Link: https://www.youtube.com/@AggiornamentidiBiochimic-sv8jq

 

 

2024-02-09 Alessandro Maria Morelli announces significant innovations in biochemistry:

1)     Mitochondria possess the molecular machinery to synthesize ATP but cannot pour it into the cell because they are hindered by the double membrane system which hinders the exchange of incoming ADPà outgoing ATP.

2)     Mitochondria have an intense vesiculating activity with which they export primarily to the endoplasmic reticulum (ER) the molecular machinery that carries out oxidative phosphorylation (OXPHOS) with the associated synthesis of ATP.

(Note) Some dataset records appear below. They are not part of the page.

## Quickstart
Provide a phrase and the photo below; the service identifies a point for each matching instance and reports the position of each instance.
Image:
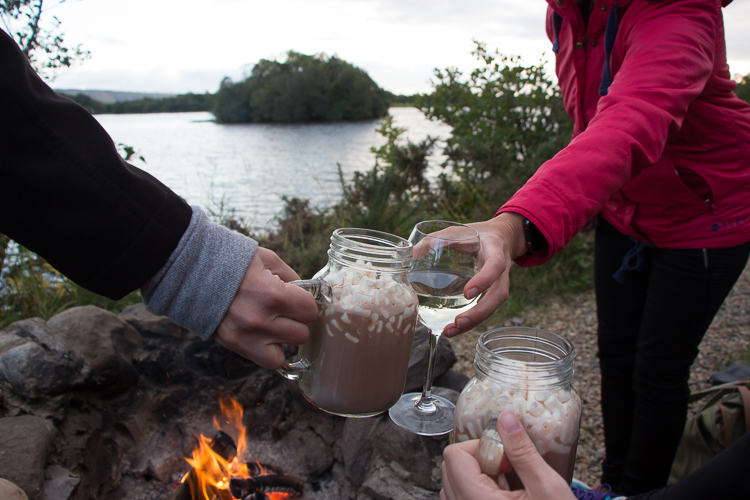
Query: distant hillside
(109, 96)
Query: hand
(501, 240)
(266, 312)
(462, 479)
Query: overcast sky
(179, 46)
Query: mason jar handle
(322, 292)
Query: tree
(507, 119)
(743, 88)
(301, 89)
(44, 46)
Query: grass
(31, 287)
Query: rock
(104, 340)
(446, 393)
(312, 455)
(59, 483)
(356, 447)
(390, 482)
(25, 444)
(9, 491)
(415, 454)
(150, 325)
(445, 358)
(35, 363)
(452, 379)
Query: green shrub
(30, 287)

3)     An active synthesis of ATP via OXPHOS occurs on the ER as illustrated by the article by Alessandro Maria Morelli & Felix Scholkmann published in open form on 31 January 2024 by the journal Biochimie.

Recent publication by Alessandro Maria Morelli & Felix Scholkmann:

Should the standard model of cellular energy metabolism be reconsidered? Possible coupling between the pentose phosphate pathway, glycolysis and extra-mitochondrial oxidative phosphorylation.

Biochimie. 2024 Jan 31:S0300-9084(24)00036-1. doi: 10.1016/j.biochi.2024.01.018.   PMID: 38307246.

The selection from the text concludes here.